25/07/2022
(CNN)Gun owners allowed to carry handguns without permits or training. Parents of transgender children facing investigation by state officials. Women forced to drive hours out-of-state to access abortion.
This is Texas now: While the Lone Star State has long been a bastion of Republican politics, new laws and policies have taken Texas further to the right in recent years than it has been in decades.
Elected officials and political observers in the state say a major factor in the transformation can be traced back to West Texas. Two billionaire oil and fracking magnates from the region, Tim Dunn and Farris Wilks, have quietly bankrolled some of Texas' most far-right political candidates -- helping reshape the state's Republican Party in their worldview.
Over the last decade, Dunn and his wife, Terri, have contributed more than $18 million to state candidates and political action committees, while Wilks and his wife, Jo Ann, have given more than $11 million, putting them among the top donors in the state.
Tim Dunn is seen during a National Network for Safe Communities conference in 2015. (From National Network for Safe Communities)
Tim Dunn is seen during a National Network for Safe Communities conference in 2015. (From National Network for Safe Communities)
The beneficiaries of the energy tycoons' combined spending include the farthest-right members of the legislature and authors of the most high-profile conservative bills passed in recent years, according to a CNN analysis of Texas Ethics Commission data. Dunn and Wilks also hold sway over the state's legislative agenda through a network of non-profits and advocacy groups that push conservative policy issues.
Critics, and even some former associates, say that Dunn and Wilks demand loyalty from the candidates they back, punishing even deeply conservative legislators who cross them by bankrolling primary challengers. Kel Seliger, a longtime Republican state senator from Amarillo who has clashed with the billionaires, said their influence has made Austin feel a little like Moscow.
"It is a Russian-style oligarchy, pure and simple," Seliger said. "Really, really wealthy people who are willing to spend a lot of money to get policy made the way they want it -- and they get it."
In this Dec. 29, 2015, file photo, Farris Wilks watches U.S. Senator and then-presidential candidate Ted Cruz deliver remarks in Cisco, Texas.

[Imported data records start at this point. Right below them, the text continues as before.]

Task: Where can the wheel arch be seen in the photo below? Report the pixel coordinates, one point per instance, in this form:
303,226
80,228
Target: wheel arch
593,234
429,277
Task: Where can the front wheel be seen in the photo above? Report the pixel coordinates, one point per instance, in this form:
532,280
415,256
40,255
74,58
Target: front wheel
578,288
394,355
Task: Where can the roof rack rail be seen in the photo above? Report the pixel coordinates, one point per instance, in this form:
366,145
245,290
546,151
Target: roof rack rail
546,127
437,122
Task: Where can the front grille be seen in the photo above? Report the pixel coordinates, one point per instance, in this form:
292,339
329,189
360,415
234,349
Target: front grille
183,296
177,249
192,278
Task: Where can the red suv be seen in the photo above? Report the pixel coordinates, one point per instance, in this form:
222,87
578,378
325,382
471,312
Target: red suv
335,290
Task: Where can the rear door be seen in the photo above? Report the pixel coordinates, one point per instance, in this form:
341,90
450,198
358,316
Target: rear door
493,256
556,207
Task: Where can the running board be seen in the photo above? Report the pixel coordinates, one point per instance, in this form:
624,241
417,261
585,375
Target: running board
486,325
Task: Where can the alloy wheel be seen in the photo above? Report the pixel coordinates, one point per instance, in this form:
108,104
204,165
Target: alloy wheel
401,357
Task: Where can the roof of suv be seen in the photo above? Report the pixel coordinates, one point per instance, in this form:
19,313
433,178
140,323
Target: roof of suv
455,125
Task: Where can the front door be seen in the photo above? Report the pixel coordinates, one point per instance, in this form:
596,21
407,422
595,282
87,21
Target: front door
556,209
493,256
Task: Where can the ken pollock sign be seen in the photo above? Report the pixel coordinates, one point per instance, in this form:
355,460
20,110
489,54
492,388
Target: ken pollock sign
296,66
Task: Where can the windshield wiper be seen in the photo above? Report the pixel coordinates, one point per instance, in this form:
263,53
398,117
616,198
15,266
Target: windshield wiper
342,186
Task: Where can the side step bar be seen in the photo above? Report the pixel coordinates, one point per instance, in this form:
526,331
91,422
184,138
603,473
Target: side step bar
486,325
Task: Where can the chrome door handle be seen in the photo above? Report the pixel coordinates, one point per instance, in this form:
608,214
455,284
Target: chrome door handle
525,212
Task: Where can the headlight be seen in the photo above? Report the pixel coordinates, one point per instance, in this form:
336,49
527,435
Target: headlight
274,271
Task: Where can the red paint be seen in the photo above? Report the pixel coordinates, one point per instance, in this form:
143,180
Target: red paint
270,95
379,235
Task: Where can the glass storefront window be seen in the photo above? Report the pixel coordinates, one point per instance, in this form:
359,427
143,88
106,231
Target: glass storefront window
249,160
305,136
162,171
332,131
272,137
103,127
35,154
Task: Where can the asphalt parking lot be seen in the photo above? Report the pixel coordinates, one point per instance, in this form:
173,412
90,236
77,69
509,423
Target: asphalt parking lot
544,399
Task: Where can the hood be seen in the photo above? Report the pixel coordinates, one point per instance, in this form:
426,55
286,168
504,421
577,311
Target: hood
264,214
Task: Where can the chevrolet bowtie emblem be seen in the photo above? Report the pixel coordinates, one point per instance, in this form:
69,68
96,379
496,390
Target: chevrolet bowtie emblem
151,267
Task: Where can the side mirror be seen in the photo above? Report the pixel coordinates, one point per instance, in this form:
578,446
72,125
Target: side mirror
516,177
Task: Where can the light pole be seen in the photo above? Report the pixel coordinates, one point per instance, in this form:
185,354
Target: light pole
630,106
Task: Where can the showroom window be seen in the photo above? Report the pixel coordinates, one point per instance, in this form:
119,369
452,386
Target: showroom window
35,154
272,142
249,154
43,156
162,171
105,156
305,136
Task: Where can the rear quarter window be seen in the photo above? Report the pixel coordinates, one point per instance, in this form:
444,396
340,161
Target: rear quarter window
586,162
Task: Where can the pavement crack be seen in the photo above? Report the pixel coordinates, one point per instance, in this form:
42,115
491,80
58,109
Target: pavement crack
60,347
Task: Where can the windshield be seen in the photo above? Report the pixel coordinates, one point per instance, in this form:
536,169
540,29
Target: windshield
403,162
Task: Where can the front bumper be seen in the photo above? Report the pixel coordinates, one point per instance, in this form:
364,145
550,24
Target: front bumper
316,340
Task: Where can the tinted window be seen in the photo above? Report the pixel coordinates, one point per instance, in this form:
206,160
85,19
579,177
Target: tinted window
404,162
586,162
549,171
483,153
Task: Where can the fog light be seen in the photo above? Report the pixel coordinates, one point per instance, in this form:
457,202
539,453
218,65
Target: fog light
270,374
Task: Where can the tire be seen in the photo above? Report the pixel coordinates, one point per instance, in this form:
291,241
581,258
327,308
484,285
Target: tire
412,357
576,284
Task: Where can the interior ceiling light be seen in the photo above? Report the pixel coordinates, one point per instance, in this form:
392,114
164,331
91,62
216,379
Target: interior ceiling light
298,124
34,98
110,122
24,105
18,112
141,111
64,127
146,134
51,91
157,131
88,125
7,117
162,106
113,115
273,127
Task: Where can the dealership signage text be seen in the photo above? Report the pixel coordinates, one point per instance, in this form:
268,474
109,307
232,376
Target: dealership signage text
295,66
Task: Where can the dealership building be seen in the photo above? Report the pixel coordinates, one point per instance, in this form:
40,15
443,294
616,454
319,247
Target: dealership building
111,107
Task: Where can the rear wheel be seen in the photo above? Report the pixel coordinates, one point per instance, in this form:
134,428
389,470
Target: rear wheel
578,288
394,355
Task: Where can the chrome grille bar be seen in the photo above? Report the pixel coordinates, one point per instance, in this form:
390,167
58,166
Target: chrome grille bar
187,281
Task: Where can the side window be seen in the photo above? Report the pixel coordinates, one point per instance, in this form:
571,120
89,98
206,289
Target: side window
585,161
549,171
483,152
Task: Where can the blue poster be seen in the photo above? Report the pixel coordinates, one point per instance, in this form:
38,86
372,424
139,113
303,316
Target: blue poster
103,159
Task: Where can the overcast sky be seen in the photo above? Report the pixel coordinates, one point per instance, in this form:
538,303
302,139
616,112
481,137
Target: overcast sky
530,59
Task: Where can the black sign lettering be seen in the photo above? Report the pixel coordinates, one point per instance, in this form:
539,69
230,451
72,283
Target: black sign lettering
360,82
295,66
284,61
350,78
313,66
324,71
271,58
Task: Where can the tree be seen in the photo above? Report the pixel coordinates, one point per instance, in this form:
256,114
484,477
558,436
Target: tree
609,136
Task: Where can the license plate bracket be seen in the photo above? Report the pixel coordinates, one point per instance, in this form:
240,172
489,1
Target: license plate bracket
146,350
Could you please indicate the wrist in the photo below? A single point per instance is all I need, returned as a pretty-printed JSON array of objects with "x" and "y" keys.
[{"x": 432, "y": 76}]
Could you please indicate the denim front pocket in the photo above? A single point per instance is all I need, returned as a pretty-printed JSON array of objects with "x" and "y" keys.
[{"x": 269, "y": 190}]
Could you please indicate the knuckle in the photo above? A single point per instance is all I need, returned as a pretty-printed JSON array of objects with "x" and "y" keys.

In this Dec. 29, 2015, file photo, Farris Wilks watches U.S. Senator and then-presidential candidate Ted Cruz deliver remarks in Cisco, Texas.
Dragged to the 'hard right'
Dunn and Wilks did not respond to repeated requests for comment. In past interviews and opinion pieces, Dunn has argued that his political spending is focused on making Texas' state government more accountable to its voters, while Wilks has described his donations as aimed at electing principled conservative leaders.
Former associates of Dunn and Wilks who spoke to CNN said the billionaires are both especially focused on education issues, and their ultimate goal is to replace public education with private, Christian schooling. Wilks is a pastor at the church his father founded, and Dunn preaches at the church his family attends. In their sermons, they paint a picture of a nation under siege from liberal ideas.
"The cornerstones of our government are crumbling and starting to come apart," Wilks declared in a 2014 sermon at his insular church, the Assembly of Yahweh 7th Day. "And it's because of the lack of morality, the lack of belief in our heavenly Father."
Texas' far-right shift has national implications: The candidates Dunn and Wilks have supported have turned the state legislature into a laboratory for far-right policy that's starting to gain traction across the US.
The Texas State Capitol is seen on the first day of the 87th Legislature& #39;s third special session on September 20, 2021 in Austin, Texas.
The Texas State Capitol is seen on the first day of the 87th Legislature's third special session on September 20, 2021 in Austin, Texas.
Dunn and Wilks have been less successful in the 2022 primary elections than in past years: Almost all of the GOP legislative incumbents opposed by Defend Texas Liberty, a political action committee primarily funded by the duo, won their primaries this spring, and the group spent millions of dollars supporting a far-right opponent to Gov. Greg Abbott who lost by a wide margin.
But experts say the billionaires' recent struggles are in part a symptom of their past success: Many of the candidates they're challenging from the right, from Abbott down, have embraced more and more conservative positions, on issues from transgender rights to guns to voting.
"They dragged all the moderate candidates to the hard right in order to keep from losing," said Bud Kennedy, a columnist for the Fort Worth Star-Telegram newspaper who's covered 18 sessions of the Texas legislature.
"I don't think regular Texans are as conservative as their elected officials," Kennedy said. "The reason that Texas has moved to the right is because the money's there."